- Uma joia medieval com ametista foi descoberta em um fosso do Castelo Kolno, na Polônia, após seis séculos de desaparecimento.
- A peça foi encontrada por pesquisadores do Instituto de Arqueologia da Universidade de Rzeszów durante escavações.
- Diferente de outras joias, essa estava em um local de passagem comum, indicando que foi perdida acidentalmente.
- A análise revelou que a joia é feita de prata pura, recoberta por ouro, e a ametista era considerada um amuleto na Idade Média.
- A descoberta oferece novos insights sobre a mobilidade e os hábitos da nobreza, mostrando aspectos da vida cotidiana que não são registrados em documentos históricos.
Uma joia medieval com ametista foi descoberta acidentalmente em um fosso do Castelo Kolno, na Polônia, após 600 anos de desaparecimento.
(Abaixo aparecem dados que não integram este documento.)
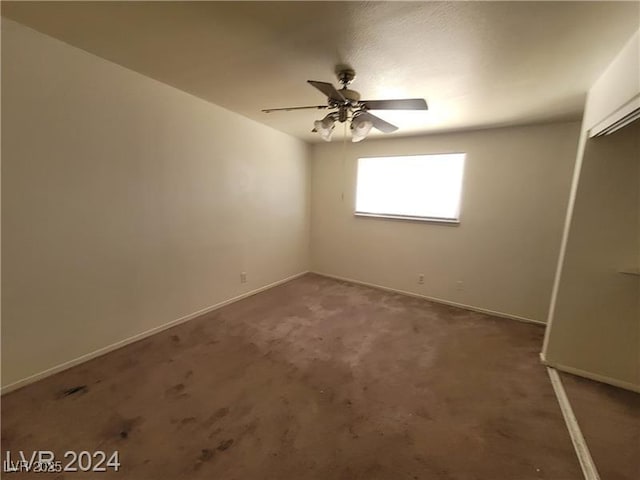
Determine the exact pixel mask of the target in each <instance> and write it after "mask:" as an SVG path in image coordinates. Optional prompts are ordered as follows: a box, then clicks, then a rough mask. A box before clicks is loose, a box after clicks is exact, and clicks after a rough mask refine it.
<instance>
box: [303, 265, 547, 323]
mask: <svg viewBox="0 0 640 480" xmlns="http://www.w3.org/2000/svg"><path fill="white" fill-rule="evenodd" d="M311 273H315V274H316V275H320V276H323V277H328V278H333V279H336V280H342V281H343V282H349V283H355V284H357V285H364V286H366V287H371V288H377V289H379V290H385V291H387V292H393V293H399V294H401V295H407V296H409V297H416V298H422V299H424V300H429V301H431V302H436V303H442V304H444V305H450V306H452V307H458V308H462V309H464V310H471V311H472V312H479V313H486V314H488V315H493V316H495V317H501V318H508V319H511V320H517V321H519V322H526V323H534V324H536V325H543V326H546V323H545V322H541V321H540V320H533V319H532V318H526V317H520V316H518V315H512V314H510V313H504V312H497V311H495V310H489V309H486V308H480V307H474V306H472V305H466V304H464V303H458V302H452V301H450V300H443V299H441V298H436V297H429V296H427V295H422V294H420V293H414V292H408V291H406V290H398V289H397V288H391V287H384V286H382V285H377V284H375V283H369V282H363V281H361V280H354V279H353V278H346V277H340V276H338V275H332V274H330V273H324V272H316V271H313V270H312V271H311Z"/></svg>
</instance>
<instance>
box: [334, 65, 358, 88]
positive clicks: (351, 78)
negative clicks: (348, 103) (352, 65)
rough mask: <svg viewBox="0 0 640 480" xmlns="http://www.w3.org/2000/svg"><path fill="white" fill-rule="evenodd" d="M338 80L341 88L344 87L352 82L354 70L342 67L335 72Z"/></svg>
mask: <svg viewBox="0 0 640 480" xmlns="http://www.w3.org/2000/svg"><path fill="white" fill-rule="evenodd" d="M336 75H337V77H338V80H339V81H340V83H341V84H342V88H344V89H346V88H347V86H348V85H349V84H350V83H351V82H353V79H354V78H356V71H355V70H354V69H352V68H343V69H341V70H338V72H337V73H336Z"/></svg>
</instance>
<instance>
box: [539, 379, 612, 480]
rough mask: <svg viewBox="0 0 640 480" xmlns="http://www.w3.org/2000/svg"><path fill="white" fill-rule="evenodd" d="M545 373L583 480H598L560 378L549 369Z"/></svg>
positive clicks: (598, 478)
mask: <svg viewBox="0 0 640 480" xmlns="http://www.w3.org/2000/svg"><path fill="white" fill-rule="evenodd" d="M547 373H548V374H549V378H550V379H551V385H552V386H553V391H554V392H555V394H556V398H557V399H558V404H559V405H560V410H561V411H562V416H563V417H564V421H565V424H566V425H567V430H569V436H570V437H571V442H572V443H573V448H574V449H575V451H576V455H577V457H578V462H579V463H580V468H582V473H583V474H584V478H585V480H600V475H598V470H597V469H596V465H595V463H594V462H593V458H592V457H591V453H590V452H589V447H588V446H587V442H586V441H585V439H584V436H583V435H582V431H581V430H580V426H579V425H578V420H576V416H575V415H574V413H573V409H572V408H571V403H569V399H568V398H567V394H566V392H565V391H564V387H563V386H562V381H561V380H560V376H559V375H558V372H557V371H556V370H555V369H554V368H551V367H547Z"/></svg>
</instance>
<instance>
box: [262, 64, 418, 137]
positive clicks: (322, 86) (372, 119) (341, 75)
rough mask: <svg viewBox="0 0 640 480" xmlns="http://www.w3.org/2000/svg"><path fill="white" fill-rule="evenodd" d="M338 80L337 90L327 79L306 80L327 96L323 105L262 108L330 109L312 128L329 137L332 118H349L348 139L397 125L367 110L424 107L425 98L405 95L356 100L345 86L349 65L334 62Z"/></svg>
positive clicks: (347, 75) (318, 109)
mask: <svg viewBox="0 0 640 480" xmlns="http://www.w3.org/2000/svg"><path fill="white" fill-rule="evenodd" d="M336 72H337V73H336V74H337V76H338V81H339V82H340V84H341V85H342V88H341V89H340V90H338V89H336V88H335V87H334V86H333V85H332V84H331V83H327V82H318V81H315V80H307V83H309V84H310V85H311V86H313V87H315V88H317V89H318V90H320V91H321V92H322V93H323V94H325V95H326V96H327V104H326V105H313V106H309V107H284V108H266V109H264V110H262V111H263V112H264V113H271V112H278V111H285V112H289V111H292V110H306V109H316V110H324V109H328V110H332V111H331V112H330V113H328V114H327V115H326V116H325V117H324V118H323V119H322V120H316V121H315V122H314V128H313V130H311V131H312V132H317V133H319V134H320V136H321V137H322V139H323V140H325V141H327V142H329V141H331V135H332V134H333V129H334V128H335V122H336V121H338V122H340V123H344V122H346V121H347V120H351V141H352V142H359V141H361V140H364V139H365V138H366V137H367V135H368V134H369V132H370V131H371V129H372V128H377V129H378V130H380V131H381V132H383V133H391V132H395V131H396V130H397V129H398V127H396V126H395V125H392V124H391V123H389V122H387V121H385V120H383V119H381V118H380V117H376V116H375V115H372V114H371V113H369V110H427V108H428V107H427V102H426V101H425V100H424V99H423V98H405V99H400V100H360V94H359V93H358V92H356V91H355V90H350V89H349V88H347V87H348V86H349V84H350V83H351V82H352V81H353V79H354V78H355V76H356V72H355V71H354V70H353V69H352V68H348V67H344V66H338V67H337V68H336Z"/></svg>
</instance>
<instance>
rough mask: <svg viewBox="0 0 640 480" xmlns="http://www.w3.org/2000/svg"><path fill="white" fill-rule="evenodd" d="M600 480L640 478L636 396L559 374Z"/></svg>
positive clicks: (614, 388) (621, 390)
mask: <svg viewBox="0 0 640 480" xmlns="http://www.w3.org/2000/svg"><path fill="white" fill-rule="evenodd" d="M560 376H561V378H562V384H563V385H564V389H565V392H566V393H567V398H568V399H569V402H570V403H571V408H572V409H573V413H574V414H575V416H576V419H577V420H578V424H579V425H580V430H581V431H582V435H583V436H584V438H585V441H586V442H587V446H588V447H589V451H590V452H591V457H592V458H593V462H594V463H595V464H596V468H597V469H598V473H599V474H600V477H601V478H602V480H638V479H639V478H640V394H637V393H634V392H630V391H628V390H623V389H621V388H616V387H612V386H610V385H606V384H604V383H600V382H594V381H592V380H588V379H586V378H581V377H576V376H575V375H569V374H568V373H561V374H560Z"/></svg>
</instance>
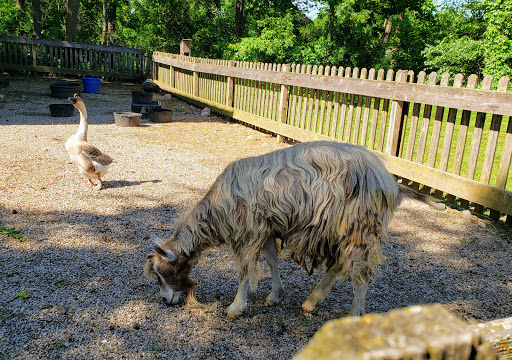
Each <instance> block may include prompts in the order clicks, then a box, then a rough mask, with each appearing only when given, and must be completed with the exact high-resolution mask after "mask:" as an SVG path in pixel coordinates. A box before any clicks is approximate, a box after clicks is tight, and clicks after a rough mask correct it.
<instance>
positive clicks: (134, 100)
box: [132, 91, 153, 104]
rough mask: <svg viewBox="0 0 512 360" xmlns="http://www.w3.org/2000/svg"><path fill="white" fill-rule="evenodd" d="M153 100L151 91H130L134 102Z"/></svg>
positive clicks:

A peça, que pertenceu à nobreza, foi encontrada por pesquisadores do Instituto de Arqueologia da Universidade de Rzeszów durante escavações.
Diferente de outras joias frequentemente encontradas em tumbas ou tesouros, essa joia foi localizada em um local de passagem comum, sugerindo que foi perdida por acidente. Acredita-se que o objeto tenha pertencido a alguém da elite que transitava nas imediações do castelo, possivelmente durante eventos sociais ou atividades cotidianas.
Análises Modernas
Para determinar a composição da joia, os arqueólogos utilizaram técnicas modernas, como a espectroscopia Raman, que analisa a vibração molecular, e a fluorescência de raios X. Os resultados confirmaram que a pedra preciosa era uma ametista e que o anel era feito de prata pura, recoberta por ouro através da técnica medieval de douração por fogo.
Na Idade Média, as ametistas eram consideradas amuletos poderosos, simbolizando proteção contra envenenamentos, feitiços e traições. Além disso, representavam modéstia e devoção religiosa, sendo utilizadas por nobres e clérigos como símbolo de status.
Implicações Históricas
A descoberta da joia fora de um contexto funerário ou de tesouro oferece novas perspectivas sobre a mobilidade e os hábitos da nobreza medieval. Arqueólogos acreditam que essa perda acidental revela aspectos mais íntimos do comportamento aristocrático, que muitas vezes não são registrados em documentos históricos.
Esse achado, embora pequeno, ilumina a vida cotidiana da nobreza, mostrando que, assim como qualquer pessoa, eles também enfrentavam a perda de objetos em suas rotinas.